Training

It’s a good practice to keep track of the origin of the data samples and labels

Natural labels

Natural ground truth labels
Feedback loop length is important to consider

Handling lack of labels

weak supervision
Semi-supervision
Transfer learning
Active learning

Weak Supervision

Snorkel
Heuristics are used to develop the label data which are called label fuctions (LF)
LFs are combined, denoised and reweighted to get a set of most likely correct labels

Semi-supervision

Leverages structural assumptions to generate new labels based on a small set of initial labels
Self-training - Train a model on existing set of labeled data and use this model to make predictions for unlabeled samples
A semi-supervision method that has gained popularity in recent years is the perturbation-based method. It’s based on the assumption that small perturbations to a sample shouldn’t change its label. So you apply small perturbations to your training instances to obtain new training instances.
literature survey

Active learning

Instead of randomly labeling data samples, you label the samples that are most helpful to your models according to some metrics or heuristics. The most straightforward metric is uncertainty measurement—label the examples that your model is the least certain about, hoping that they will help your model learn the decision boundary better.
literature survey

Class Imbalance

Using the right evaluation metrics
- Use precision-recall curve in place of ROC curve for imbalance datasets
Changing the data distribution
- Tomek links - A popular method of undersampling low-dimensional data that was developed back in 1976 is Tomek links.With this technique, you find pairs of samples from opposite classes that are close in proximity and remove the sample of the majority class in each pair.
- oversampling low-dimensional data - SMOTE (synthetic minority oversampling technique)
- When you resample your training data, never evaluate your model on resampled data, since it will cause your model to overfit to that resampled distribution
- Undersampling runs the risk of losing important data from removing data. Oversampling runs the risk of overfitting on training data, especially if the added copies of the minority class are replicas of existing data.
- Two phase learning - Train the model on resampled data by undersampling large classes until each class has only N instances. Then fine-tune the model on the original data
- Dynamic sampling - oversample the low-performing classes and undersample the high-performing classes during the training process.The method aims to show the model less of what it has already learned and more of what it has not.
Algorithm-level methods
- Adjustment to the loss function
- Cost-sensitive learning
- Class-balanced loss
- Focal loss
  - If a sample has a lower probability of being right, it’ll have a higher weight

Data Augmentation

Useful even when we have a lot of data, can make our models more robust to noise and adversarial attacks
Simple label-preserving transformations
Perturbations - NN are sensitive to noise. 67.97% of the natural images in the Kaggle CIFAR-10 test dataset and 16.04% of the ImageNet test images can be misclassified by changing just one pixel. Adding noisy samples to training data can help models recognize the weak spots in their learned decision boundary and improve their performance. Moosavi-Dezfooli et al. proposed an algorithm, called DeepFool, that finds the minimum possible noise injection needed to cause a misclassification with high confidence.
Data synthesis - In computer vision, a straightforward way to synthesize new data is to combine existing examples with discrete labels to generate continuous labels.
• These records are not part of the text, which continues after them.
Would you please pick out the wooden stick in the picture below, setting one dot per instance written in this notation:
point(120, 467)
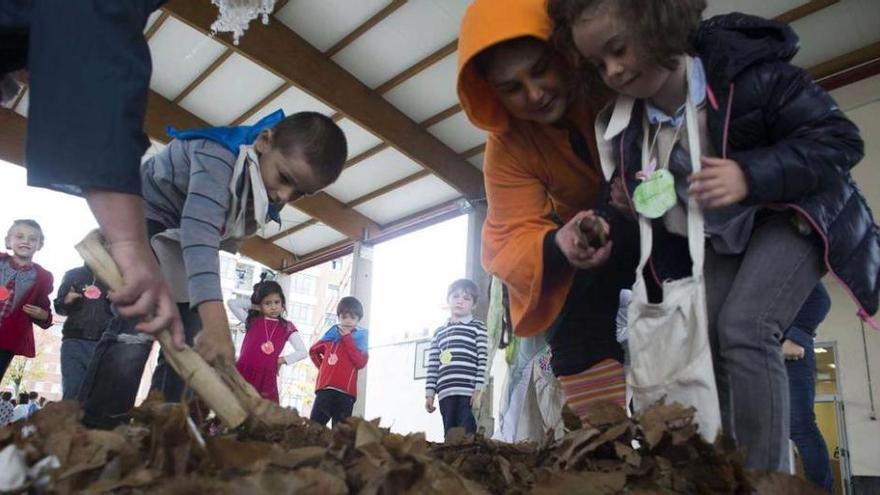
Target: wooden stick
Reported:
point(200, 376)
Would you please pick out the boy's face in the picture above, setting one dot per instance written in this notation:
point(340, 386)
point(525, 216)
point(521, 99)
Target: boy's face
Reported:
point(286, 177)
point(530, 82)
point(461, 304)
point(604, 41)
point(24, 241)
point(272, 306)
point(348, 320)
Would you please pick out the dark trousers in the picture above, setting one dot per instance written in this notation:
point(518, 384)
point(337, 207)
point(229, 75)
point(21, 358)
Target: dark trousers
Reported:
point(331, 404)
point(114, 374)
point(89, 72)
point(752, 298)
point(456, 412)
point(804, 431)
point(5, 359)
point(76, 354)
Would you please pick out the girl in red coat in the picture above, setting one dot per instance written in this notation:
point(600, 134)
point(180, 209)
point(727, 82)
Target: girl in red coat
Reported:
point(24, 292)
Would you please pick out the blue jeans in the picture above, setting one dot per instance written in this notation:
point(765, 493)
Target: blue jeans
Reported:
point(456, 411)
point(114, 375)
point(804, 431)
point(76, 354)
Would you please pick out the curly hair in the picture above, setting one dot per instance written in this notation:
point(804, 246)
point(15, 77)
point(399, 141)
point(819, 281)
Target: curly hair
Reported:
point(663, 28)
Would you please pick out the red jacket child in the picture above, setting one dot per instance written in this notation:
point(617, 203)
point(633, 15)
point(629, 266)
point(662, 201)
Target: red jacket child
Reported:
point(338, 358)
point(16, 325)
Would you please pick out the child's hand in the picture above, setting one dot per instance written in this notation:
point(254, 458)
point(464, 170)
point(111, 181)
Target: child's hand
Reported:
point(214, 342)
point(35, 312)
point(72, 295)
point(792, 351)
point(619, 200)
point(720, 183)
point(575, 247)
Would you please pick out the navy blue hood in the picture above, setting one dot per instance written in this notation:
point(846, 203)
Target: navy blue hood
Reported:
point(729, 44)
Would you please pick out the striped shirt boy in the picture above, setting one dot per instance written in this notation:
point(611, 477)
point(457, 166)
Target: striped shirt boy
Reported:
point(457, 359)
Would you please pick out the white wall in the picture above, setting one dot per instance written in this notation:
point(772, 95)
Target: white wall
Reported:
point(861, 101)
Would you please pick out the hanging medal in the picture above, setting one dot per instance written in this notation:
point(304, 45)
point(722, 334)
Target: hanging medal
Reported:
point(445, 357)
point(656, 194)
point(268, 347)
point(92, 292)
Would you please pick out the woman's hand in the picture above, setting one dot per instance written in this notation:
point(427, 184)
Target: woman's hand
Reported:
point(575, 243)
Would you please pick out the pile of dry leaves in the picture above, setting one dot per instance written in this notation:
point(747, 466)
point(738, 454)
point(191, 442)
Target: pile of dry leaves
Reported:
point(172, 449)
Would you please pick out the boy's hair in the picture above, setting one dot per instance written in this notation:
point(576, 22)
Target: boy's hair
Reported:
point(663, 28)
point(465, 285)
point(318, 138)
point(261, 291)
point(28, 223)
point(351, 305)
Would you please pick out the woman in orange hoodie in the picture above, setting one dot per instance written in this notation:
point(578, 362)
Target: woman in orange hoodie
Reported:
point(543, 184)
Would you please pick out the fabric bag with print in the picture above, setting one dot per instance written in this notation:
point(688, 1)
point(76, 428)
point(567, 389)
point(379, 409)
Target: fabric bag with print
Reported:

Consider a task of classifying images with two possible labels: DOG (encoded as 0) and CAT (encoded as 1). From example _x_1 of label DOG and example _x_2 of label CAT, you can generate x’ such as:

x’=γx1+(1-γ)x2

The label of x’ is a combination of the labels of _x_1 and _x_2: γ×0+(1-γ)×1. This method is called mixup. The authors showed that mixup improves models’ generalization, reduces their memorization of corrupt labels, increases their robustness to adversarial examples, and stabilizes the training of generative adversarial networks.